MEN IN BLACK
The Secret Service’s mission—even before it was tasked with protecting the president of the United States—was to suppress counterfeit currency. The job hasn’t gotten any easier, though redesigns of the bills and security enhancements in the 1990s and 2000s has forced counterfeiters to adjust with the changes.
In 2011, the Secret Service collected $154 million in counterfeit U.S. currency worldwide, arresting 2,471 people in the United States and 386 more suspects internationally.
Between 2006 and 2010 the total dollar value of foreign and domestic U.S. counterfeit currency seized before it was circulated grew every year except one, and ballooned to $270 million in 2010, according to Secret Service statistics. The total dollar value of fake bills passed on to the public also increased during that time, from $64 million in 2006 and 2007 to $85 million in 2010, according to the data.
Counterfeit currency is only .02 percent of the total circulation currently in the United States. But that hasn’t stopped Agent Seremetis from protecting innocent shop owners from counterfeiters.
“Although that’s a very, very small number,” he says, “a $100 bill being passed to a mom-and-pop shop or Macy’s could affect them financially. We take it very seriously.”
The problem for small businesses and other retailers is that cashiers rarely do a double-take when they’re handed notes with lesser denominations, says one small business advocate who assists hundreds of businesses a year.
Counterfeiting hurts the little people, who are already struggling to stay afloat during this tumultuous economic time because any bogus bills that are discovered eventually become the property of the Secret Service and the amounts shown are not refunded to those unlucky enough to be stuck holding them.
“When it comes to small businesses and sometimes the margins they work at, especially in these economic times, any kind of loss of revenues affect the business,” says Lucille Wesnofske, director of the Farmingdale Small Business Development Center. “They should be aware, and just like if somebody walked in their store and they started noticing something being stolen all the time, they would start taking action…they’ll be more alert. They’ll put up something to prevent theft. It’s the same thing. It’s theft, it’s affecting their bottom line.”
While the Secret Service continues its core mission of suppressing counterfeiting, other agencies, such as U.S. Customs and Border Protection (CBP), also play a crucial role in suppressing the deceptive and costly fraud.
On May 8, 2012, Katherine Velez took a flight from Bogota, Colombia, landing at John F. Kennedy International Airport at 6 a.m.

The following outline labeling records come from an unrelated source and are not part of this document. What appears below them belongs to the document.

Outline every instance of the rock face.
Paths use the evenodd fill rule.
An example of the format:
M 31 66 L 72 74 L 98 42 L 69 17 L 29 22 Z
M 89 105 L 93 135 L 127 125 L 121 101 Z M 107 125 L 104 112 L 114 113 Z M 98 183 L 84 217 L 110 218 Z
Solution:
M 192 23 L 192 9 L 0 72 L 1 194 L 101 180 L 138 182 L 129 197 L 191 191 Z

Lining the inside of her two suitcases were allegedly 1,412 $100 bills, which totaled more than $140,000, according to the agency. Just two days earlier CBP officers had discovered $68,000 in counterfeit $100 bills at the JFK mail facility.
According to the criminal complaint against Velez, she told authorities she “borrowed the black Explora suitcase from her aunt and that she didn’t know there was counterfeit currency inside.”
A month earlier, CBP officers had arrested Marco Chavez, who arrived at JFK from Lima, Peru, with $599,400 in counterfeit bills allegedly hidden in packages inside picture frames, books and purses. He told officers that a friend asked him to sneak the packages into the country in exchange for $1,500. He also claimed that he had no idea he was traveling with thousands of dollars in artificial U.S. currency, according to court documents.
“We’re on the front lines,” says Anthony Bucci, a CBP spokesman. “We’re the first line of defense.”
It’s no surprise to authorities that such large sums of money are emanating from Peru and Colombia, two hotbeds for counterfeit production—the Secret Service and CBP have been disrupting its flow there for years.
“It affects what happens internationally and also domestically,” Milien says of counterfeit money production.
And it’s not just counterfeit money that’s the problem. Every week, CBP officers discover treasure troves of counterfeit items that read like an inventory list for a massive flea market: laundry detergent, water guns, designer handbags, Timberland boots, Spider Man lunch bags, Lee jeans, and a number of other seemingly random products fraudsters aggressively attempt to sell at a discounted price.
“If you can name it, we’ve seen it counterfeit,” says Bucci. “And that’s not an exaggeration.”
“We’ve been combating this problem since 1865,” says Milien of the Secret Service. “It’s always been a problem.”
In August, a Freeport man was busted at Pet Supplies Plus in Oceanside when he tried to return items he paid for with counterfeit money in order to get real money, according to police. The store caught on to his plan, and he was arrested when he returned.
Seven months earlier a Hempstead man was arrested after using 16 counterfeit $100 bills to make a purchase at the Adidas store in Roosevelt. Another man tried to pull off the same crime in June, this time at Target in Westbury. Similar counterfeiting crimes have popped up at retailers all over Long Island.
While the technology that counterfeiters utilize may be state-of-the-art, the practice dates back to Colonial times, when Patriots and Redcoats were bloodying fields with muskets and bayonets. Counterfeiting originated as a war tactic by the British over our country’s birth.